3. Trustee Management: The trustee, who can be a person or a financial institution, manages the trust assets according to the terms of the trust. They collect income, pay expenses, and make investments as directed.
4. Distribution: Upon your death, the trustee distributes your assets to your beneficiaries according to the terms of the trust.

Conclusion

A living trust can be a valuable tool for estate planning. It can help you avoid probate, maintain control over your assets, protect your assets from creditors, and provide for your beneficiaries. If you’re considering a living trust, it’s important to consult with an estate planning attorney to ensure that the trust is properly drafted and meets your specific needs.

FAQs

1. What is the difference between a revocable and irrevocable trust? A revocable trust can be modified or terminated during your lifetime, while an irrevocable trust cannot.
2. Can I name myself as the trustee of my living trust?

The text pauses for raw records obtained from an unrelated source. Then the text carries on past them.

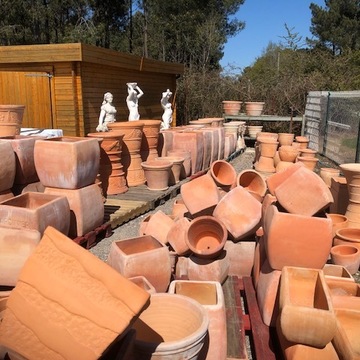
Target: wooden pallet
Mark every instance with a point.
(244, 319)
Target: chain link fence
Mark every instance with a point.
(332, 123)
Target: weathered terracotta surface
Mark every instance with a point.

Yes, you can name yourself as the trustee. However, it’s often recommended to appoint a successor trustee to take over if you become incapacitated.
3. Do I need to update my living trust if my circumstances change? Yes, you should review and update your living trust if your circumstances change, such as getting married, having children, or experiencing a significant financial event.
4. Can a living trust help me avoid estate taxes? In some cases, a living trust can help you reduce estate taxes. However, estate tax laws can be complex, and it’s important to consult with a tax professional.
5. What is a pour-over will? A pour-over will is a simple document that directs any assets that are not included in your living trust to the trust upon your death.